Neue Transparenz-Regeln zur Klimafinanzierung gesucht
Eine der Herausforderungen bei der Umsetzung des Finanzziels ist die Transparenz. Ohne genaue Vorschriften darüber, wie die Berichtspflicht über die verschiedenen Arten der Finanzierung aussehen soll, sind die Interpretationen zwischen Geberländern und Empfängern oft unklar.
Mit anderen Worten: Geld, das beispielsweise für ein Entwicklungsprojekt bestimmt war, könnte dabei zur Emissionsreduzierung oder zur Anpassung an den Klimawandel verwendet werden.

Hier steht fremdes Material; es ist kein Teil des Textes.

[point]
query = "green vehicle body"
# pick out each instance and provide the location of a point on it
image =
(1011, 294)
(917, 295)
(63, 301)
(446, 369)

Diese Unschärfe macht es bisher auch schwer nachzuvollziehen, welche Länder ihre Finanzversprechen eingehalten haben. „Die Industrieländer haben bei der Darstellung ihrer Klimafinanzierungsstatistiken viel Spielraum“, sagt Tom Evans, leitender politischer Berater beim Klima-Thinktank E3G. „Das hat zu viel Misstrauen und Skepsis darüber geführt, ob die Ziele tatsächlich erreicht werden.“
Auf der Klimakonferenz Ende des Jahres soll ein neuer Transparenzrahmen vereinbart werden. Die Länder sollen künftig einheitliche Berichtsrichtlinien verwenden, um zu zeigen, wie sie zum Kampf gegen den Klimawandel beitragen – und auch mit welchen Finanzierungen.
Konferenz in Bonn bereitet den Weg für COP 29 in Baku
Zum Klimagipfel in Baku werden wieder die Staats- und Regierungschefs anreisen, um eine politische Einigung zu finden. Bei der Vorbereitungskonferenz, die jährlich ein halbes Jahr vor dem Gipfel in Bonn tagt, treffen sich die Verhandlungsführer der Länder vorab, um technische Details zu besprechen
„Diese technischen Aspekte sind der Schlüssel zu einem guten Abkommen“, sagt Evans. „Die Herausforderung in Bonn besteht immer darin, herauszufinden, wie weit man dem endgültigen Abkommen kommen kann, ohne es schon verbindlich zu vereinbaren.“
Während die Bonner Vorbereitungskonferenz wichtige Grundlagenarbeit leistet, müssen hochrangige Politiker die endgültigen Entscheidungen zu umstrittenen Themen treffen. In Aserbaidschan werden sie dann beschließen, was mit den in Bonn vorgelegten Bausteinen geschehen soll.